The more robust the architecture the more synergy and dynamic adaptability a business has, lessening the need for strategic management intervention. The strategic management process becomes more of an architecture creating and testing function and less energy is spend creating and selecting specific strategic activities and adjusting the business to fit them. The business organization becomes more self-correcting and self-learning, thus self-adaptive. One key to successful business architecture is to explicitly define the interrelationships between the elements of the business to provide for flexibility in joining and automatically adjusting to levels of needs. There is redundancy in that the interface is build into each module. But there is power in the self-adapting organization. The whole is optimized, not the parts. Another key is to make decision making criteria and processes explicit. The decisions can then be carried out at the lowest levels in the business, where the event is happening which requires a decision. Decision making becomes more timely and effective. The organization becomes more responsive and adaptive.

Dynamic Adaptability

The power of the adaptability of a modular architecture can be illustrated with a product offering. In this example, the offering and process architecture work in harmony to produce a mass customization capability. A highly modularized offering, where an essentially unlimited number of end item combinations can be produced from a set of components joined together on the same platform, has a modular architecture. This makes it amenable to be configured-to-order to satisfy specific demand, potentially with no two offerings ever being the same. Coupled with a modular process architecture, the process can dynamically reconfigure itself based on the configurations of the offerings demanded. As demand for some types of configurations increase and others wane, the processes used to produce them dynamically grow and contract. This flexibility takes the production process decisions out of the realm of explicit decision making and embeds them in the product and process architecture. Configuration demand adjusts the process, not planning and decisions.

Organization Adaptability

The same power of adaptability can be built into the organization architecture. Defining the organization modules interrelationships as customer-supplier relationships means a particular module will grow or shrink based on the demand for its products or services, not based on the budgeting decision where a central planning function has had to predetermine the level of demand for that module for the year. Coupling this with market pricing and the opportunity to purchase the same offering from outside the organization insures the quality of the internal offering. A module providing services at a competitive price and quality helps insure demand. A falloff in either service or quality will tend to reduce demand. It also provides an incentive for the service user to reduce their organization module's demand for services, since that provides a direct benefit to the demanding module as well as the overall business. Given this modular architecture, the organization does not have to be redesigned and resources reallocated with each strategic management cycle because it will be dynamically reshaped by the forces inside and outside the business. (See Ackoff, Russell L., Recreating the Corporation, Oxford University Press, 1999 for a thorough model of how to do this.)

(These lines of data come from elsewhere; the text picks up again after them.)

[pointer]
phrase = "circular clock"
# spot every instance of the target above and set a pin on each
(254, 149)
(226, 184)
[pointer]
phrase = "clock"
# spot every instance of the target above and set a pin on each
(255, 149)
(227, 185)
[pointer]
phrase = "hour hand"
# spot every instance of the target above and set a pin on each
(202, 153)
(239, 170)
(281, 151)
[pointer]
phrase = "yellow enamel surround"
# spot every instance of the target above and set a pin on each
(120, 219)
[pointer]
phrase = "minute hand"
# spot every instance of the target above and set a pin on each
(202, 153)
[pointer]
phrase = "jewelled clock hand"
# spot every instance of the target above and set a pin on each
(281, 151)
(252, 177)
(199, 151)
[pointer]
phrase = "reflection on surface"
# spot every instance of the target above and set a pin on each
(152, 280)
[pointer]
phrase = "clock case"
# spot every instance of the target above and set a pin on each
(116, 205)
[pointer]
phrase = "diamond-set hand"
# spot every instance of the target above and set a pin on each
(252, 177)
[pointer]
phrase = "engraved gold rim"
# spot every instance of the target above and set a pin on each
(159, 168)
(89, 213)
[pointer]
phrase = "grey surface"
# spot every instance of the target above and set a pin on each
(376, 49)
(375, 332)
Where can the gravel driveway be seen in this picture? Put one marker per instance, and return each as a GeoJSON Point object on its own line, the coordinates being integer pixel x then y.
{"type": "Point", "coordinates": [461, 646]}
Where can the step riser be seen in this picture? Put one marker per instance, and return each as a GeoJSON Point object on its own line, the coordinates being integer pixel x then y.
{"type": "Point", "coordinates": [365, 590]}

Architecture as a Higher Form of Management

The more proficient management becomes at developing effective business architecture, including market, offering, process, and organizational architectures, and their synergistic combinations, the less time they need to spend on minor course corrections and the more time they can spend on broader trends, threats, and opportunities. They then can direct their efforts towards business architectural innovations which produce expanded dynamic adaptive characteristics for sustaining competitive advantage. They can focus more on being business architects and less on reactive management.